After we obtained the features in a nice vector form and did feature selection, we were ready to train our classifiers. Generally speaking, there is no silver bullet classifier for every task. Therefore, we tried as many as possible classifiers and experimented to see which one performs better. As we will see from their performances in the section 4, their behavior for different number of features vary as the model and learning functions vary drastically from one classifier to another.
We used Stratified 10-Fold Cross Validation to optimize number of features that are selected in the feature selection. The reason why we also wanted stratified dataset is because the number of HR articles are small compared to whole dataset. Stratification of HR articles ensures that every fold has similar number of HR articles. This results in better estimate for classification accuracy.
We need to also look at how number of features may affect the classification accuracy as more number of features may create curse of dimensionality problem, which makes it hard to learn proper boundaries that separates different classes in an optimal way. Also the classifiers may prefer smaller and larger number of features depending on their learning functions. Generally, rule of thumb is that you should choose smaller number of features as it may help avoid overfitting(generalizes better) and prevents curse of dimensionality problem in the first place. You need to consider both accuracy, curse of dimensionality as well as overfitting when you need to choose optimal number of features.
In order to choose best number of features, best features and best classifier, we need to have a measure to compare the different cases and scenarios. This measure could be a number of things; precision, recall, Receiver Operating Characteristic(ROC) score, Area Under Curve(AUC) score, f1 or fbeta score and so on. You need to determine which score would make most sense for your application to optimize. For a search engine, say Google, if it optimizes only for recall and not precision for their query results, then the first page may have a lot of irrelevant results which cause a bad user experience for the user. In this case, high recall would not make much sense as user has only limited time to browse the retrieved results. However, recall needs to be also good because even if the search results are relevant, if the search engine cannot pick up the most relevant results available in web, user still may not find what s/he is looking for. For this type of scenarios, one may weight precision over recall instead of optimizing only one measure. In order to do, there is a measure called fbeta where 1/beta corresponds to the weight of the precision over recall.(to be precise 1 / beta square). We choose beta to be 0.707 as precision is more important than recall. We also looked at the classification accuracies of both classes. However, as our classes are not evenly distributed, generally classification accuracies of classifiers are evenly distributed where the fbeta scores highly vary for different number of features and different classifiers.
Click on the images to see larger versions.
The first figure is FBeta score of the HR class for Beta=0.707, this is the metric that we choose the best classifier. Second figure shows the classification accuracies for both classes to see how good they are for both classes. The plots are useful for not just determining the best classifier for a given metric but also provides some context and understanding on how the number of features affect the classification accuracy and fbeta score of the classifier. Broadly speaking, most of the classifiers reach maximum fbeta scores around 150 for number of features and then either decrease or maintain the classification level. Therefore, one could choose a range and smaller size step to get the optimal number of features for certain classifiers.
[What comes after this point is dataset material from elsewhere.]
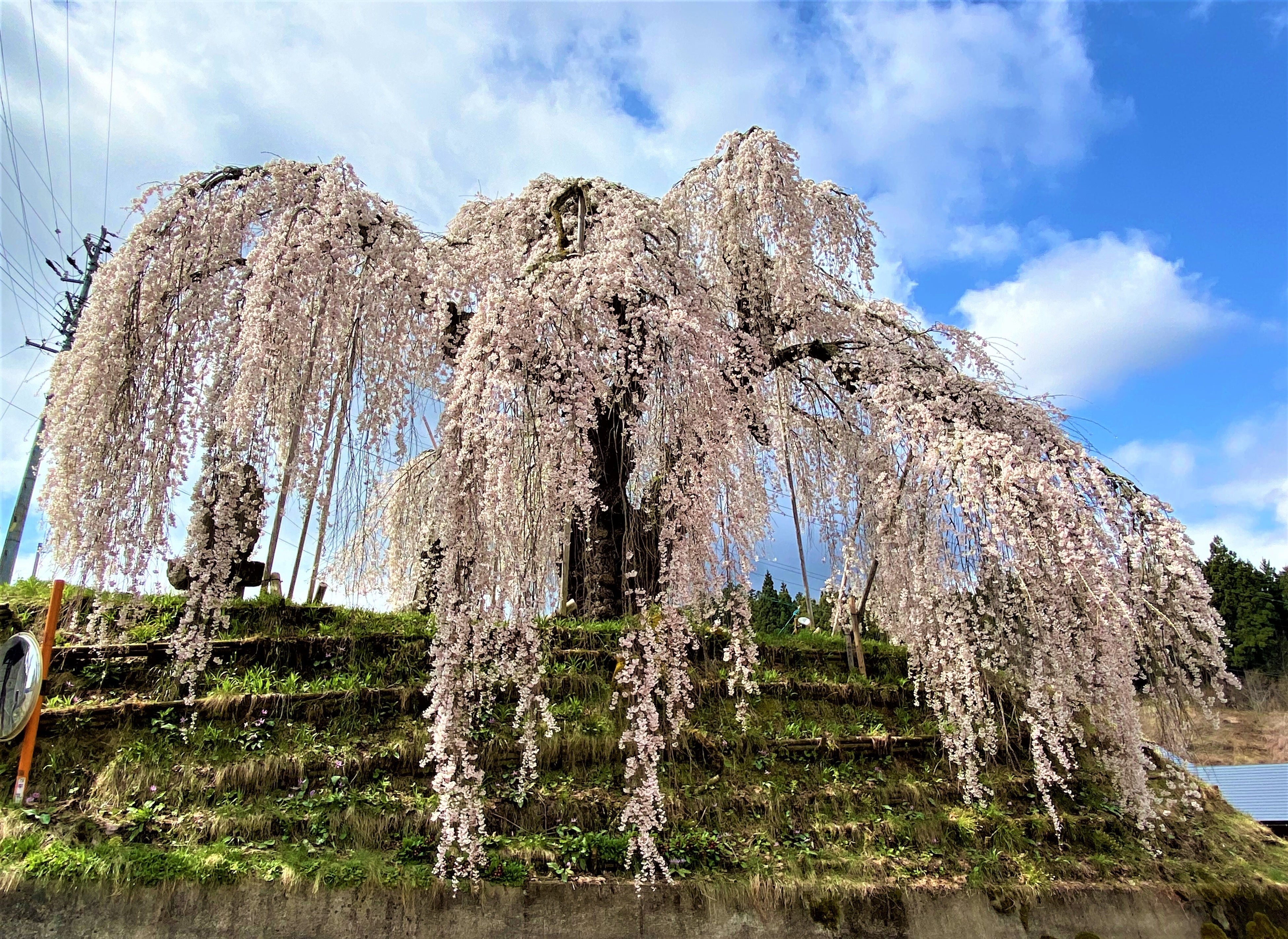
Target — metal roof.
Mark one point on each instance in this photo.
(1259, 790)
Apart from the classical Cross-Validation schema, we also apply our classifier to test set which the classifier did not see previously. This is crucial for classification problem as we are really interested in how well our classifier performs on the unseen dataset. This part is crucial as the dataset that we are training the classifier on is not the dataset that it will be used for. Therefore, having a test measure for the unseen dataset might give a good idea how the classifier will perform in the production.
The reason why some of the machine learning methods introduce randomness(drop-outs in neural networks, random forests) is that it remedies this overfitting behavior where we do not want our classifier learn too much from the training set and also have some flexibility so that it will perform better on the test set. Cross-Validation and test performance are two very good metrics that makes sure that you do not overfit in the training set.
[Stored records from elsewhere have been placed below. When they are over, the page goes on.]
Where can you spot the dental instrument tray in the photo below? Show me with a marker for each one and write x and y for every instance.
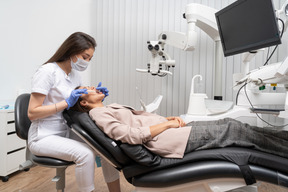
(266, 111)
(144, 169)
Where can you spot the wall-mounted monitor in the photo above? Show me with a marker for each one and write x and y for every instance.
(247, 25)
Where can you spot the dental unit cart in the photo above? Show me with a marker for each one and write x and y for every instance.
(12, 148)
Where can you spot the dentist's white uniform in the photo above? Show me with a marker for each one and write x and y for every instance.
(51, 137)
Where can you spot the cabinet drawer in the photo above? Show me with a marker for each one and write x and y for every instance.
(14, 142)
(14, 160)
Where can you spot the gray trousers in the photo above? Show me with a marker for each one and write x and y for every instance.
(229, 132)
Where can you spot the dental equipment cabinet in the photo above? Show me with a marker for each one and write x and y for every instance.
(250, 99)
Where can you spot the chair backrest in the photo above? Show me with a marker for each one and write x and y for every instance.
(22, 122)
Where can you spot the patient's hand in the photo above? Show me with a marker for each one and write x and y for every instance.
(177, 120)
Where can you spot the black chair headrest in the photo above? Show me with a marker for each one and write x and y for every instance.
(22, 122)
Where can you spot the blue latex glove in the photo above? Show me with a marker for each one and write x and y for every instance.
(75, 94)
(103, 90)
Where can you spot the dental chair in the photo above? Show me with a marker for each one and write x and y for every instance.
(22, 125)
(214, 170)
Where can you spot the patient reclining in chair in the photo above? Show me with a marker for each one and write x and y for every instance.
(170, 137)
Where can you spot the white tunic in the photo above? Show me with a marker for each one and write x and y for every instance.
(53, 82)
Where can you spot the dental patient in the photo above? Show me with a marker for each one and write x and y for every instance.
(170, 137)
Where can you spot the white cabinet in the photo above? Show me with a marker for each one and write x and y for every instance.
(12, 148)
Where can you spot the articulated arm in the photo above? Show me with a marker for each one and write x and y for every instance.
(196, 15)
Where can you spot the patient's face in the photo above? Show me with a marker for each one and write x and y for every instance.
(93, 95)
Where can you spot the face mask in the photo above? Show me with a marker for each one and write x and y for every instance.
(79, 65)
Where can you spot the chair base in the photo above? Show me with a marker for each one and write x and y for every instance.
(209, 185)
For a student analogy: We want to know if student actually studied all of the chapters that she is responsible for the exam. Purpose of the exam is not the questions that she studied but how well she is doing on the questions that she did not see before. If student only studies from particular chapters, she may be doing well on the stuff she studies hard(training set). However, she will be doing very poorly on the questions that she did not see(test set). (So much for the analogy) If we ignore this step, the performance that we obtained in the training set could be deceitfully optimistic. We need to evaluate our classifier on the test set as well and see if it performs similarly well as it does in the training set.
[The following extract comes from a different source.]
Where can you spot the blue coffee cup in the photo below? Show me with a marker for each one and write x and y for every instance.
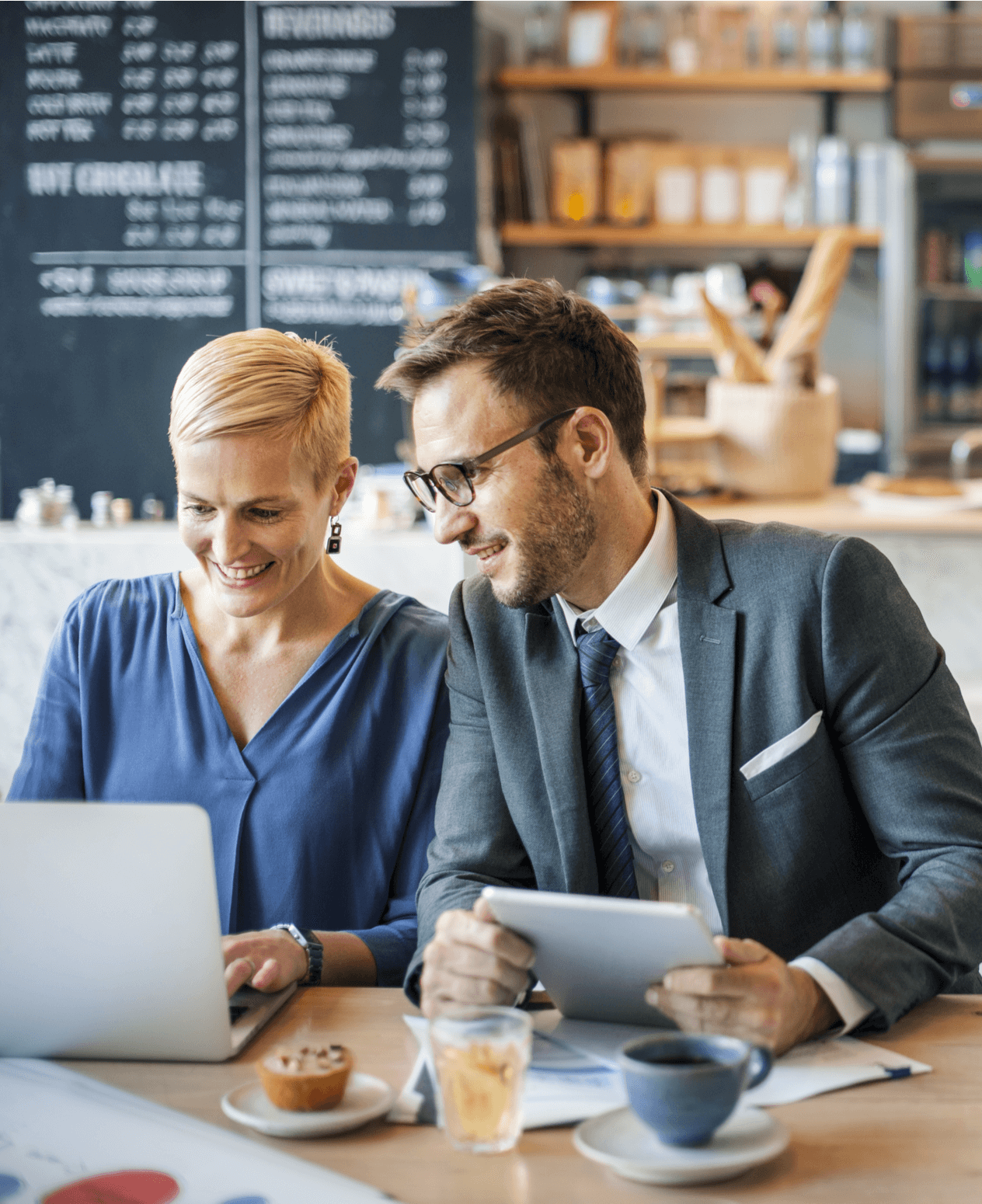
(684, 1085)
- Python is awesome. Both text preprocessing, massaging data and libraries that are available, it is a great language for doing any kind of scientific computing.
- Use virtual environments to protect your production setup from wide-system updates and upgrades. This also prevents backwards incompatibility when some library gets updated.
- Use a requirements.txt file to store the external libraries and to be able to reproduce the virtual environment if you want to deploy to some other machine. Nowadays, containers are popular. Getting the image of the machine would be a better option.
- Scikit-Learn did not have a good way to train the classifier for partial data when we implemented our news classifier. Now, starting from 0.14, some of the classifiers support partial_fit. This not only removes the burden of loading all of the input into memory but also provides a good way to retrain the classifier when you gather additional data.
- If most of the computation could be done(preprocessing and preparing data) using Numpy and Pandas, you would not have a lot of performance issues that Python has problem. Both these two libraries are low-level(Fortran and C respectively), and does computation quite efficiently for you.
- Ipython notebooks are very good especially if you are just trying to explore the dataset or for your “initial” results. You could move the code into nice modules later in the production. Since you could embed images, markdown text and videos, they are also very good to preserve your “state”. You could pick up the notebooks months later and then read it and remember where you were and what you were doing. Magic!
- Try to prefer flatter file layouts. Python is not the best language if you are importing different modules from hierarchical files. Especially, relative path configuration for production machine and development machine could be a problem when you all figure that out.
- Scikit-Learn is awesome. If you are doing very common tasks, first do a search in Scikit-Learn. The odds are, they are probably implemented for you. The Cross-Validation for separating the dataset, even Stratified cross validation, various metrics and even some of the plots are all part of the library.
- Since most of the classifiers share same API in Scikit-Learn, you could easily integrate and experiment with different classifiers. Do that!
- Confidence Scores: If you want to be even more restrictive on which results to display in the application, you may want to choose a classifier which is probabilistic so that it outputs a probability rather than only a class. By doing so, you could further subselect the results of the classifier. Especially, if you have large datasets and you would not be able to show the all of the results, you may want to choose only the ones that you are “confident”.
- Try to think the classification as a complete pipeline rather than classification itself. That is because the way you preprocess text, do what type of feature selection and all these steps will contribute the classification accuracy.
- Experiment! Experimentation is quite important as you do cannot observe your input text, you would not be able to guess the best optimal methods for preprocessing, feature selection and classification. You could experiment and compare different approaches, methods in order to have a better score for your metrics.
- Fail! We failed a lot of times to get a reasonable accuracy. And even more to get a high accuracy.
Ever tried. Ever failed. No matter. Try Again. Fail again. Fail better. Samuel Beckett
After we get similar result in the test set with training set (hopefully both scores are high), our classifier is in production and ready for classification of the news into Human Resources or not.
Even if we are doing our best to optimize our classifier for HR, there will be some misclassifications inevitably due to noise in our training set or some articles may have partial HR components but not necessarily should be classified as HR article. (did you see our classification accuracy is not %100?) If you could report those, we could learn from the mistakes and provide much better user experience and product to you.